According to the Brookings Institute report, “What colleges do for local economies,” those with a college degree not only earn more than those with high school degrees, but they contribute more in direct spending, especially to the local economies where they went to school. More than 40 percent of alumni from four-year colleges remain in the area of their college to work. For the state of Florida, that number rises to 60 percent, according to the labor market data company EMSI.
“We are introducing students early in their education to businesses and institutions in St. Petersburg with the vision that if they connect around an industry or job they are passionate about, hopefully they will stay because they have established relationships in that field,” says Alison Barlow, director of the St. Petersburg Innovation District, who helped launch the program. “Giving students this early opportunity helps them better understand if this is the right major for them and what other people’s journeys have been to achieve the career they are considering.”
The job-shadowing program was developed with this pipeline in mind. Opportunities include many of the core industries in the city of St. Petersburg, from the arts to health, and from marine science to data and technology.
The program also addresses one of the major outcomes that students and their families desire from a university education: a job related to their area of study. Developing early career exploration opportunities so students have a better grasp of what they want is critical in achieving that.
“Some students discover that this career field is not what they thought it would be, which is equally as helpful so they can quickly identify other opportunities to pursue,” says Kasey Kobs, coordinator for internships and career experiences at USF’s St. Petersburg campus. “The experience really gives them a more realistic understanding of their target career field as well as opening their eyes to possibilities they didn’t know existed.”
Rewards for professionals
The Innovation Scholars Program provides ample benefits for businesses as well. For one, they can teach and train students on professional topics and assess possibilities for future roles within their organizations. It also gives professionals the chance to give back to the community and impart career and life lessons to the next generation.
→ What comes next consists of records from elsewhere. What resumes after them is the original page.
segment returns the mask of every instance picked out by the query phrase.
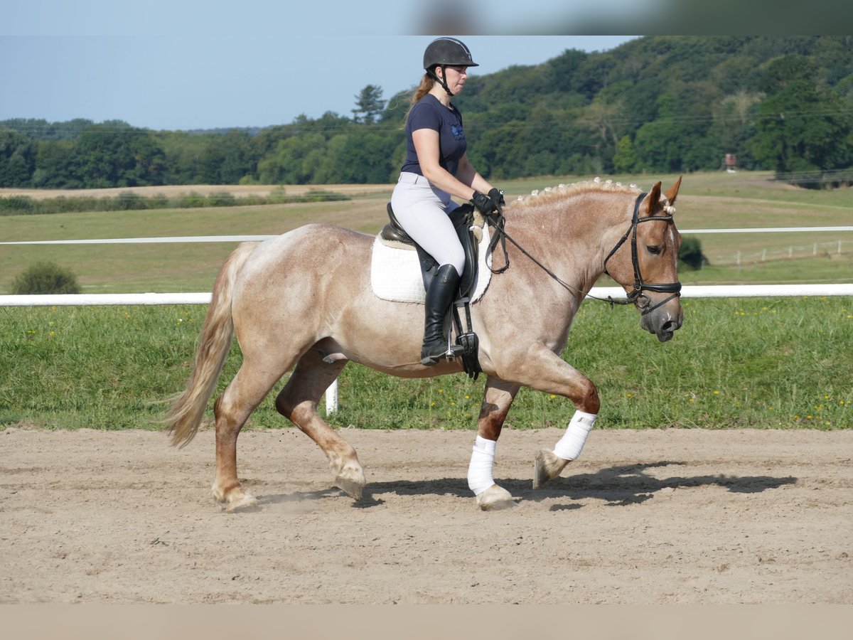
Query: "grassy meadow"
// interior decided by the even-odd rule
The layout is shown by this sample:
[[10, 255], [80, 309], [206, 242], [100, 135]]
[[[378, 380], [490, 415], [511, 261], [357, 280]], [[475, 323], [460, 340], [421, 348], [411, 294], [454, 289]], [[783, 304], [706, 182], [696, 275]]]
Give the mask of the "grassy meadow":
[[[669, 186], [676, 177], [655, 177]], [[853, 192], [808, 191], [767, 174], [686, 176], [677, 203], [682, 230], [853, 224]], [[620, 177], [647, 189], [651, 177]], [[508, 201], [574, 182], [537, 178], [502, 184]], [[334, 187], [328, 188], [334, 190]], [[156, 189], [154, 189], [156, 190]], [[3, 241], [276, 234], [308, 222], [375, 232], [386, 191], [338, 202], [200, 210], [0, 217]], [[797, 237], [789, 237], [794, 236]], [[808, 237], [806, 237], [808, 236]], [[814, 236], [814, 238], [813, 238]], [[698, 236], [710, 260], [682, 271], [685, 284], [850, 282], [853, 233]], [[726, 256], [793, 245], [842, 242], [841, 253], [730, 264]], [[233, 243], [0, 245], [0, 294], [32, 262], [51, 260], [87, 293], [209, 291]], [[605, 284], [606, 282], [602, 282]], [[564, 358], [598, 385], [602, 428], [772, 428], [853, 427], [853, 300], [684, 300], [685, 323], [670, 342], [641, 332], [633, 309], [589, 300]], [[157, 428], [164, 399], [189, 373], [204, 317], [200, 305], [0, 308], [0, 428]], [[240, 364], [236, 346], [219, 390]], [[338, 427], [473, 428], [483, 381], [459, 375], [403, 381], [350, 365], [339, 379]], [[287, 424], [272, 398], [252, 428]], [[523, 389], [508, 426], [561, 426], [571, 404]]]

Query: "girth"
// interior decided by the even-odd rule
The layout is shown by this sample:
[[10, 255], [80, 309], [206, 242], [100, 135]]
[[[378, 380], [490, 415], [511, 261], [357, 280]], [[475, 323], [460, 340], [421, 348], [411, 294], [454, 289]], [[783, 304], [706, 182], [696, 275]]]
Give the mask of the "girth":
[[[423, 277], [424, 290], [429, 288], [430, 282], [435, 277], [441, 266], [432, 256], [424, 251], [423, 247], [415, 242], [406, 233], [405, 230], [397, 221], [394, 215], [394, 210], [391, 202], [387, 206], [389, 222], [380, 232], [380, 236], [383, 240], [401, 242], [411, 245], [415, 247], [418, 254], [418, 261], [421, 265], [421, 275]], [[453, 228], [456, 230], [459, 241], [462, 245], [462, 251], [465, 253], [465, 268], [462, 270], [459, 279], [459, 289], [456, 295], [456, 302], [453, 303], [453, 322], [456, 329], [457, 343], [461, 345], [462, 364], [465, 367], [465, 373], [468, 377], [477, 380], [478, 375], [483, 370], [480, 369], [478, 352], [479, 350], [479, 340], [477, 335], [472, 330], [471, 324], [471, 294], [474, 290], [474, 284], [477, 282], [477, 270], [479, 261], [479, 243], [474, 236], [474, 207], [473, 205], [463, 204], [454, 209], [448, 214]], [[467, 331], [463, 332], [461, 319], [459, 317], [459, 307], [465, 308], [465, 316], [467, 325]]]

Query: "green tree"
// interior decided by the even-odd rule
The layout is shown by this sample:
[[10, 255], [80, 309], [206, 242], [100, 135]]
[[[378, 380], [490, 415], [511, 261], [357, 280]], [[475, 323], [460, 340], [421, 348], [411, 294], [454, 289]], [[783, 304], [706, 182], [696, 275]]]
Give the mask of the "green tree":
[[382, 100], [382, 87], [368, 84], [356, 96], [356, 108], [352, 109], [353, 119], [356, 122], [372, 124], [385, 109], [386, 102]]
[[165, 154], [151, 133], [122, 124], [95, 125], [75, 145], [87, 188], [162, 184]]
[[74, 274], [55, 262], [31, 265], [12, 282], [15, 295], [79, 293], [80, 287]]
[[36, 145], [28, 137], [0, 129], [0, 187], [27, 187], [36, 166]]
[[637, 164], [637, 154], [634, 150], [630, 136], [623, 136], [616, 145], [613, 154], [613, 169], [620, 173], [630, 173]]
[[817, 77], [815, 64], [795, 55], [773, 61], [764, 73], [767, 96], [758, 106], [751, 150], [777, 173], [819, 173], [853, 160], [853, 120]]

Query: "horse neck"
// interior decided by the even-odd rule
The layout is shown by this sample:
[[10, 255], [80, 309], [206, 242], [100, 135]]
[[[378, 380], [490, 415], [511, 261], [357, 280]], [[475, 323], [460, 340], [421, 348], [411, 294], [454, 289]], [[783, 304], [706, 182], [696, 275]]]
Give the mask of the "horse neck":
[[597, 189], [538, 196], [519, 204], [510, 234], [561, 279], [586, 291], [604, 273], [607, 253], [630, 223], [635, 197]]

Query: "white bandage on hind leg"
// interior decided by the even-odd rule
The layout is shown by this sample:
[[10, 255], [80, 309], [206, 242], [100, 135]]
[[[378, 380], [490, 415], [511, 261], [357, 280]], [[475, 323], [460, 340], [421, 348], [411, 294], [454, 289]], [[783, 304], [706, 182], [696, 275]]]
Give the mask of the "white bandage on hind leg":
[[569, 421], [566, 433], [554, 447], [554, 452], [563, 460], [574, 460], [580, 456], [583, 443], [595, 425], [596, 417], [597, 415], [595, 413], [576, 410]]
[[491, 470], [495, 466], [495, 448], [497, 442], [487, 440], [477, 436], [473, 451], [471, 452], [471, 463], [468, 465], [468, 487], [479, 496], [495, 484], [491, 477]]

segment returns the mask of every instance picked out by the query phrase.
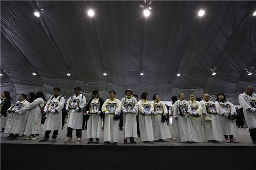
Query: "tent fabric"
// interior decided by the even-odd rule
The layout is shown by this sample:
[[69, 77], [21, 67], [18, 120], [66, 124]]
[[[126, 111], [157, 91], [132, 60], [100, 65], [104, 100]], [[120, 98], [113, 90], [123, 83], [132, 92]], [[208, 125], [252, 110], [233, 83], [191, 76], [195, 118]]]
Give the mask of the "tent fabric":
[[[1, 1], [1, 91], [49, 98], [59, 87], [67, 99], [76, 86], [106, 99], [129, 88], [163, 101], [180, 92], [215, 100], [221, 92], [237, 105], [246, 86], [256, 89], [256, 2], [150, 2]], [[141, 5], [152, 7], [147, 18]]]

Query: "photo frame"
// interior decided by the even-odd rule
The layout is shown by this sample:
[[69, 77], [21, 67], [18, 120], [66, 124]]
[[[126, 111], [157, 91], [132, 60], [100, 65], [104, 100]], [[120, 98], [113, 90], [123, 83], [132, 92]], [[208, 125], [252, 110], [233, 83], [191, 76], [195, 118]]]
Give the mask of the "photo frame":
[[72, 98], [69, 101], [69, 109], [75, 109], [79, 106], [79, 99]]
[[143, 108], [146, 112], [149, 112], [151, 108], [150, 105], [149, 105], [148, 104], [143, 104]]
[[180, 112], [179, 116], [184, 116], [187, 114], [188, 112], [188, 106], [187, 105], [180, 105], [179, 107], [179, 111]]
[[90, 112], [91, 113], [98, 113], [100, 110], [99, 103], [92, 103], [90, 104]]
[[158, 114], [162, 114], [163, 107], [162, 105], [154, 105], [154, 112]]
[[206, 111], [207, 113], [218, 114], [216, 109], [215, 104], [212, 103], [207, 103], [206, 105]]
[[256, 100], [250, 100], [249, 101], [250, 102], [251, 105], [252, 105], [252, 106], [253, 108], [256, 109]]
[[23, 103], [15, 103], [11, 106], [10, 110], [9, 110], [9, 112], [14, 112], [16, 110], [19, 110], [21, 108], [23, 104]]
[[219, 105], [220, 107], [226, 112], [228, 115], [231, 114], [231, 107], [229, 105], [227, 104], [221, 104]]
[[132, 112], [134, 107], [134, 106], [133, 103], [125, 103], [125, 105], [124, 105], [125, 110], [126, 110], [128, 113]]
[[52, 110], [54, 109], [57, 107], [57, 102], [51, 102], [48, 105], [48, 107], [47, 107], [47, 112], [51, 112]]
[[107, 106], [108, 112], [109, 113], [115, 113], [117, 109], [117, 104], [115, 103], [109, 103]]

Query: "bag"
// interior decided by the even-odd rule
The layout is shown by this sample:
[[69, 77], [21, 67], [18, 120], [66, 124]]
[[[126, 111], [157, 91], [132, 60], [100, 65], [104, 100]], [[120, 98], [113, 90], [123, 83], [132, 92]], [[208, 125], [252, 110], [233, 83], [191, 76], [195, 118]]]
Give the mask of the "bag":
[[114, 116], [113, 117], [113, 119], [114, 119], [115, 120], [119, 120], [120, 119], [120, 114], [118, 114], [118, 115], [114, 115]]
[[162, 122], [162, 123], [164, 123], [166, 120], [166, 116], [165, 116], [164, 114], [162, 114], [162, 117], [161, 118], [161, 122]]
[[205, 122], [211, 122], [211, 119], [210, 116], [203, 115], [203, 120], [204, 120]]

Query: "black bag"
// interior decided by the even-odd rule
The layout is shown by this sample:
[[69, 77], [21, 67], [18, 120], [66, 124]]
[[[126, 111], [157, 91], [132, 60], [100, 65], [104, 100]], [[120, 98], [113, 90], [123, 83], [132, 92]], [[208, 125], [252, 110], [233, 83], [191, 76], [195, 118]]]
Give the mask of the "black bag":
[[161, 121], [162, 123], [165, 122], [166, 120], [166, 117], [164, 114], [162, 114], [162, 118], [161, 118]]
[[120, 114], [118, 114], [118, 115], [114, 115], [114, 116], [113, 117], [113, 119], [114, 119], [115, 120], [119, 120], [120, 119]]

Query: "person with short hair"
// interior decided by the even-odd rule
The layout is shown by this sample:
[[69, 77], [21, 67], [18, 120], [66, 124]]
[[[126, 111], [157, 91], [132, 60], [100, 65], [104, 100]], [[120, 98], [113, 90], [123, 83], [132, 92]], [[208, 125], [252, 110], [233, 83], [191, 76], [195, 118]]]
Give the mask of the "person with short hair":
[[253, 87], [247, 87], [245, 93], [239, 95], [238, 99], [240, 105], [243, 108], [244, 115], [252, 143], [256, 145], [256, 108], [252, 106], [253, 102], [254, 106], [256, 105], [256, 94], [253, 93], [254, 91]]
[[[82, 126], [83, 121], [83, 110], [86, 106], [86, 99], [85, 97], [81, 94], [81, 88], [75, 87], [74, 88], [75, 94], [71, 96], [67, 101], [66, 110], [68, 111], [68, 117], [67, 121], [67, 138], [63, 141], [68, 143], [72, 141], [73, 129], [75, 129], [76, 136], [76, 143], [80, 143], [82, 138]], [[75, 108], [70, 108], [72, 105], [72, 100], [77, 101], [79, 99], [79, 104]]]
[[8, 109], [8, 114], [10, 115], [11, 119], [11, 121], [7, 122], [6, 129], [10, 129], [10, 134], [4, 140], [17, 140], [19, 135], [23, 133], [23, 129], [25, 123], [25, 116], [26, 109], [22, 109], [26, 108], [29, 105], [29, 102], [26, 100], [26, 94], [20, 94], [19, 101], [14, 104], [14, 105], [18, 105], [18, 107], [21, 104], [20, 108], [15, 110], [15, 112], [9, 112], [11, 107]]
[[159, 94], [154, 94], [152, 99], [151, 104], [156, 109], [151, 116], [154, 140], [156, 142], [163, 142], [164, 139], [171, 138], [167, 124], [165, 121], [164, 122], [161, 121], [162, 115], [166, 116], [168, 111], [165, 105], [160, 100]]
[[[108, 145], [113, 141], [114, 145], [117, 145], [118, 142], [118, 127], [120, 120], [113, 119], [114, 116], [120, 115], [121, 112], [121, 102], [115, 98], [116, 92], [111, 90], [109, 93], [109, 98], [106, 100], [102, 105], [102, 109], [105, 114], [105, 123], [104, 123], [104, 137], [103, 144]], [[116, 108], [109, 109], [109, 104], [115, 105]], [[113, 105], [111, 105], [113, 106]], [[112, 106], [113, 107], [113, 106]], [[111, 112], [111, 110], [113, 112]]]
[[148, 93], [143, 91], [141, 94], [141, 100], [139, 101], [139, 123], [141, 143], [151, 143], [154, 141], [154, 134], [151, 118], [154, 112], [154, 106], [148, 100]]
[[45, 132], [44, 137], [39, 141], [39, 142], [48, 141], [51, 130], [53, 131], [51, 142], [56, 141], [59, 130], [61, 127], [62, 110], [65, 104], [65, 99], [60, 95], [60, 87], [54, 88], [53, 91], [53, 96], [48, 100], [44, 107], [44, 112], [46, 114], [46, 119], [43, 127], [43, 130], [45, 130]]
[[[127, 139], [130, 138], [130, 142], [132, 144], [136, 144], [134, 138], [138, 138], [136, 115], [138, 113], [138, 101], [132, 97], [132, 91], [128, 89], [124, 92], [125, 97], [121, 100], [121, 109], [123, 112], [124, 122], [124, 144], [126, 145]], [[129, 105], [125, 108], [127, 104]], [[133, 109], [132, 109], [132, 105]]]

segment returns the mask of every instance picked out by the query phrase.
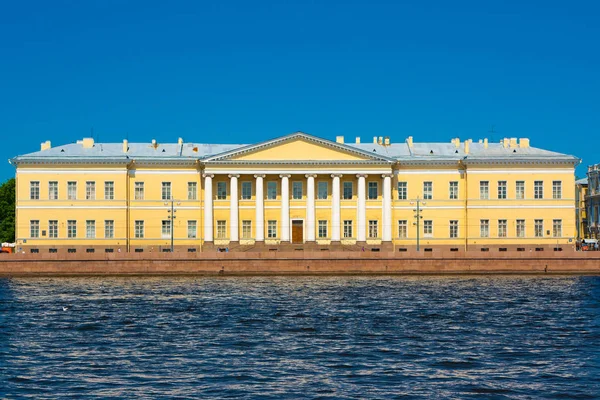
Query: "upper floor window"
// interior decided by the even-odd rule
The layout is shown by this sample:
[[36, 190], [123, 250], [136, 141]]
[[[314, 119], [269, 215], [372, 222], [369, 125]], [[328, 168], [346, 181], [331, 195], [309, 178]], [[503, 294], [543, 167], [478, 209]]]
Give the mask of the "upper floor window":
[[344, 182], [344, 193], [343, 193], [343, 199], [344, 200], [352, 200], [352, 182]]
[[115, 183], [112, 181], [104, 182], [104, 200], [114, 200]]
[[543, 199], [544, 198], [544, 181], [533, 182], [533, 198]]
[[252, 198], [252, 182], [242, 182], [242, 200]]
[[227, 182], [217, 182], [217, 200], [227, 198]]
[[506, 199], [506, 181], [498, 181], [498, 198]]
[[135, 199], [144, 200], [144, 182], [135, 183]]
[[58, 182], [48, 182], [48, 200], [58, 200]]
[[96, 182], [88, 181], [85, 183], [85, 199], [96, 200]]
[[408, 198], [408, 182], [398, 182], [398, 200]]
[[562, 181], [552, 181], [552, 198], [562, 199]]
[[267, 200], [277, 199], [277, 182], [267, 182]]
[[302, 182], [292, 182], [292, 199], [302, 200]]
[[40, 199], [40, 183], [38, 181], [29, 182], [29, 198], [31, 200]]
[[162, 183], [161, 199], [171, 200], [171, 182]]
[[188, 182], [188, 200], [198, 200], [197, 182]]
[[490, 198], [490, 183], [488, 181], [479, 181], [479, 199], [487, 200]]
[[318, 182], [317, 183], [317, 199], [319, 200], [327, 200], [327, 182]]
[[458, 182], [450, 182], [450, 200], [458, 200]]
[[433, 198], [433, 182], [423, 182], [423, 199], [431, 200]]

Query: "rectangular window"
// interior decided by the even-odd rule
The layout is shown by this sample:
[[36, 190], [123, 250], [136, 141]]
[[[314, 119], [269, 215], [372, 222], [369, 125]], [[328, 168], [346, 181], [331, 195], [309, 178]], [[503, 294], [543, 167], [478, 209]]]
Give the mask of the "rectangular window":
[[274, 239], [277, 237], [277, 221], [267, 221], [267, 237], [270, 239]]
[[423, 182], [423, 199], [431, 200], [433, 198], [433, 182]]
[[188, 221], [188, 239], [196, 239], [198, 236], [198, 222], [196, 220]]
[[48, 200], [58, 200], [58, 182], [48, 182]]
[[319, 200], [327, 200], [327, 182], [318, 182], [317, 183], [317, 199]]
[[327, 237], [327, 221], [319, 220], [319, 238], [324, 239]]
[[227, 221], [217, 221], [217, 239], [227, 238]]
[[96, 221], [90, 219], [85, 221], [85, 237], [86, 239], [96, 238]]
[[96, 182], [87, 181], [85, 183], [85, 199], [96, 200]]
[[552, 198], [562, 199], [562, 181], [552, 181]]
[[171, 182], [162, 183], [161, 200], [171, 200]]
[[552, 220], [552, 236], [562, 237], [562, 219]]
[[423, 236], [433, 236], [433, 221], [423, 221]]
[[377, 182], [369, 182], [369, 200], [377, 200]]
[[302, 200], [302, 182], [292, 182], [292, 199]]
[[277, 182], [267, 182], [267, 200], [277, 199]]
[[535, 237], [544, 237], [544, 220], [536, 219], [533, 226]]
[[252, 182], [242, 182], [242, 200], [252, 199]]
[[115, 221], [112, 219], [104, 220], [104, 238], [113, 239], [115, 237]]
[[104, 200], [115, 199], [115, 183], [112, 181], [104, 182]]
[[498, 220], [498, 237], [506, 237], [507, 223], [505, 219]]
[[227, 182], [217, 182], [217, 200], [227, 199]]
[[344, 220], [344, 238], [349, 239], [352, 237], [352, 220]]
[[40, 199], [40, 183], [38, 181], [29, 182], [29, 199]]
[[135, 221], [135, 238], [144, 238], [144, 221]]
[[252, 221], [242, 221], [242, 239], [252, 239]]
[[77, 200], [77, 182], [67, 182], [67, 199]]
[[48, 237], [50, 237], [50, 238], [58, 237], [58, 221], [57, 220], [48, 221]]
[[517, 220], [517, 237], [525, 237], [525, 220]]
[[144, 200], [144, 182], [135, 183], [135, 199]]
[[198, 182], [188, 182], [188, 200], [198, 200]]
[[490, 220], [482, 219], [479, 221], [479, 236], [490, 237]]
[[543, 199], [544, 198], [544, 181], [533, 182], [533, 198]]
[[408, 182], [398, 182], [398, 200], [408, 198]]
[[369, 238], [376, 239], [379, 237], [378, 222], [376, 219], [369, 220]]
[[517, 200], [523, 200], [525, 198], [525, 181], [517, 181], [517, 188], [515, 194]]
[[458, 182], [450, 182], [450, 200], [458, 200]]
[[40, 221], [35, 219], [29, 221], [29, 237], [40, 237]]
[[406, 239], [408, 237], [408, 221], [398, 221], [398, 237], [400, 239]]
[[450, 221], [450, 237], [455, 239], [458, 237], [458, 221]]
[[77, 221], [68, 220], [67, 221], [67, 237], [68, 238], [76, 238], [77, 237]]
[[352, 182], [344, 182], [344, 193], [343, 193], [343, 199], [344, 200], [352, 200]]
[[506, 199], [506, 181], [498, 181], [498, 198]]
[[479, 181], [479, 199], [487, 200], [490, 198], [490, 183], [488, 181]]

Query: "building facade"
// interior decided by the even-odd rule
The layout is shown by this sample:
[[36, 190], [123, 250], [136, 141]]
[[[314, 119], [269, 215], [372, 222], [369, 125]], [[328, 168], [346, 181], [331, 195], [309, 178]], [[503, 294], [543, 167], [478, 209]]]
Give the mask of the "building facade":
[[500, 143], [77, 143], [15, 157], [17, 248], [568, 246], [576, 157]]

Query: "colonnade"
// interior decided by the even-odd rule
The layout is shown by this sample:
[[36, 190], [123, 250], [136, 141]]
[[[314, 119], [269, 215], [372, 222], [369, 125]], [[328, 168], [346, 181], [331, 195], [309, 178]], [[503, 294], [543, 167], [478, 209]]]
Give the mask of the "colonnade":
[[[340, 178], [342, 174], [331, 174], [331, 241], [338, 242], [342, 236], [341, 225], [341, 185]], [[392, 240], [392, 174], [383, 174], [382, 190], [382, 240], [389, 242]], [[204, 174], [204, 240], [212, 242], [214, 240], [214, 211], [213, 211], [213, 178], [214, 174]], [[239, 195], [238, 178], [240, 175], [229, 174], [229, 240], [239, 241]], [[306, 174], [306, 241], [314, 242], [316, 235], [316, 207], [315, 207], [315, 178], [316, 174]], [[367, 186], [366, 174], [356, 175], [358, 178], [358, 190], [356, 200], [356, 221], [357, 234], [356, 240], [364, 242], [367, 239]], [[264, 178], [265, 175], [256, 174], [255, 178], [255, 237], [257, 242], [265, 240], [265, 196], [264, 196]], [[281, 174], [281, 220], [279, 227], [279, 239], [282, 242], [290, 241], [290, 178], [289, 174]]]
“A lot of mentors in the program have told us that they benefited from a mentor early on in their career and wanted to give that experience to someone else,” Kobs says. “While others have said they wished something like this existed when they were a student so they could have benefitted.”
Chuck Egerter, founder and CEO of cybersecurity firm Guardian Eagle, has been a mentor several times for the program. As an engineering student years ago, an internship at Lockheed Martin was instrumental in shaping his career path.
“It wasn’t just the ‘on the job’ experience that was key, it was the one-on-one mentoring I received with a few senior folks who were genuinely interested in helping me,” Egerter says.
For Mansion, her passion for higher education and giving back spurred her involvement as a mentor.
“It was really important to create ties between our industry and higher education. When I discovered the program, I couldn’t pass up the opportunity to share what we were creating here, how we got here and tie it back to an educational component for students and our community.”